ペンキ塗り
久々にペンキ塗りの作業をした。
私は塗るのが下手だ。どうしても手をペンキまみれにしてしまう。
ペンキをごっそりのせてしまった指は、まるで黒いゴム手袋をしているようだった。
作業の合間に小川洋子の「アンジェリーナ」を読む。
彼女の文体はさらっとしていて割と好き。
表題作の「アンジェリーナ」と、「ナポレオンフィッシュと泳ぐ日」だけ読んだ。なぜか「ウサギのくれたバレエシューズ」を思い出した。
家に帰って、荻田浩一のショーの映像を見る。
ああやっぱりいいなあ。「バビロン」のオープニングは最高だ。生で観たかったなあ。私が観ることができたのは「タキシード・ジャズ」だけだから。あれも良かったけど。
知るのが遅過ぎたよ。
「蜘蛛女のキス」も、丁度一番忙しい時で観られなかったし。
あれ、そういえば今日って、雪組千秋楽ではないか。
今日はオギーのさよなら公演の日だったんだ。「愛する人を残して」行ってしまうのか。残念でならない。

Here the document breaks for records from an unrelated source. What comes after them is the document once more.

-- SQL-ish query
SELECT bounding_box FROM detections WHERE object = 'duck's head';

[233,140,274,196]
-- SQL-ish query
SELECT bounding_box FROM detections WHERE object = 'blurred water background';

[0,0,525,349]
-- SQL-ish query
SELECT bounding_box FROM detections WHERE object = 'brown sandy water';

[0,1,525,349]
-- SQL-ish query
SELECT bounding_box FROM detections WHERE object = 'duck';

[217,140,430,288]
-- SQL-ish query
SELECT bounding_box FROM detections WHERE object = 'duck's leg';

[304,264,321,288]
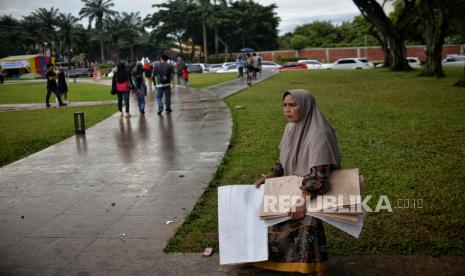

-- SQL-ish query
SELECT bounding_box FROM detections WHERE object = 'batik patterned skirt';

[255,216,328,273]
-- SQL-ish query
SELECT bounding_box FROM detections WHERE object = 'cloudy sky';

[0,0,360,34]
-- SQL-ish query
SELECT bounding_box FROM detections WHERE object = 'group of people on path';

[45,63,69,108]
[111,55,175,117]
[236,53,262,85]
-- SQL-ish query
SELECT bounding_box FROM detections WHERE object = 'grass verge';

[0,105,116,166]
[165,68,465,255]
[0,80,115,104]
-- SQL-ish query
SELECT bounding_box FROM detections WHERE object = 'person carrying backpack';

[143,58,153,91]
[181,65,189,88]
[111,62,131,117]
[153,55,174,115]
[132,63,147,115]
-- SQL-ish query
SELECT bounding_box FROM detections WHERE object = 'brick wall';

[220,45,465,62]
[254,45,465,62]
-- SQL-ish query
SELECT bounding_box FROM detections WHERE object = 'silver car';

[442,54,465,66]
[324,58,373,70]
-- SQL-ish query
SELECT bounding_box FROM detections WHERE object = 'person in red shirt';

[181,65,189,88]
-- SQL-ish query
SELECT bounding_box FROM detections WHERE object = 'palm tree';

[79,0,116,62]
[197,0,211,64]
[31,7,58,55]
[118,12,144,60]
[58,13,79,62]
[103,13,125,63]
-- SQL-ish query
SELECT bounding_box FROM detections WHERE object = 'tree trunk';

[420,0,449,77]
[98,29,105,63]
[353,0,411,71]
[215,26,219,62]
[454,66,465,87]
[202,19,208,64]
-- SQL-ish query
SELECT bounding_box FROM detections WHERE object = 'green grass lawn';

[165,68,465,255]
[0,80,115,104]
[0,105,117,166]
[189,73,237,88]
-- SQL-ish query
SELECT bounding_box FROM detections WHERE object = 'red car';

[273,61,307,70]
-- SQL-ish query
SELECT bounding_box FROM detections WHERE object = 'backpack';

[157,64,171,84]
[116,80,129,93]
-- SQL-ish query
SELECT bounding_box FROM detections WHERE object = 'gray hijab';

[279,89,341,176]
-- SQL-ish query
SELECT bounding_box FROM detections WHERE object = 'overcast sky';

[0,0,360,35]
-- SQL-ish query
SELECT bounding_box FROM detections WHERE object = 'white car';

[376,57,421,69]
[205,63,223,73]
[216,64,238,74]
[297,59,323,69]
[262,60,281,71]
[407,57,421,69]
[222,62,236,69]
[322,58,373,70]
[442,54,465,66]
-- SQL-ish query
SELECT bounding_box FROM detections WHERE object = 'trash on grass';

[202,247,213,257]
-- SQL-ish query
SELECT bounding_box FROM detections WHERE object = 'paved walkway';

[0,71,465,275]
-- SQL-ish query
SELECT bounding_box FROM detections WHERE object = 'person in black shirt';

[58,67,69,103]
[45,63,66,108]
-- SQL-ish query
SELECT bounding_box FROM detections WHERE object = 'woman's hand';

[290,195,307,220]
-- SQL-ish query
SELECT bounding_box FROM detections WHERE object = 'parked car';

[105,67,116,78]
[222,62,236,69]
[262,60,281,71]
[216,64,237,74]
[65,68,94,78]
[187,63,205,73]
[297,59,323,69]
[376,57,421,69]
[325,58,373,70]
[442,54,465,66]
[273,61,307,71]
[205,63,223,73]
[407,57,421,69]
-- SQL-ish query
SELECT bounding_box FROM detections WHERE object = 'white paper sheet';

[218,185,268,265]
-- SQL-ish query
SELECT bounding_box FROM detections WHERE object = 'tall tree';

[420,0,449,77]
[79,0,116,62]
[103,13,126,63]
[0,15,27,57]
[31,7,59,55]
[118,12,144,60]
[444,0,465,87]
[145,0,196,55]
[58,13,79,62]
[353,0,415,71]
[197,0,211,64]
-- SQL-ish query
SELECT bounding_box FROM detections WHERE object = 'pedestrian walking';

[111,62,131,117]
[143,58,153,91]
[132,63,147,115]
[181,65,189,88]
[174,57,186,85]
[58,66,69,104]
[45,63,66,108]
[154,55,174,115]
[255,89,341,275]
[236,55,245,80]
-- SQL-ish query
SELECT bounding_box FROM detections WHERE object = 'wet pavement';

[0,72,465,275]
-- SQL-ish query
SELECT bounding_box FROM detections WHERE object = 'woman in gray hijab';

[255,89,341,275]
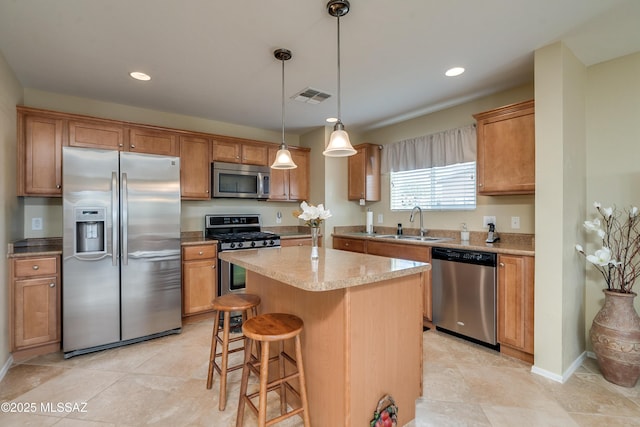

オギーほど、スターの個性を活かしてくれる人はなかなかいないと思う。どんな下級生であろうと、脇役タイプであろうと、ひとりひとりの光るものを、ちゃんと光るようにと、手づからスポットライトを当ててくれる優しい人だったのに。
「タキシード・ジャズ」で私は、下級生の名前をたくさん覚えた。まだ花組の観劇は3回目で、二階席からオペラグラスで観ていたというのに、それぞれの個性が記憶に残ったのだ。そういうショーだった。
「あの人歌うまい!」とか「あの子はすっげー美人だ!」とか。
何も知らない私でもそう思ったんだから、彼らのファンの人達はさぞ嬉しかっただろうと思う。
……今はただ、オギーの今後を応援するのみ。
いつかは
溶けて消えるように
誰もが君を忘れていく
だからこそ荻田先生、これからも美しい世界を創って欲しいよ。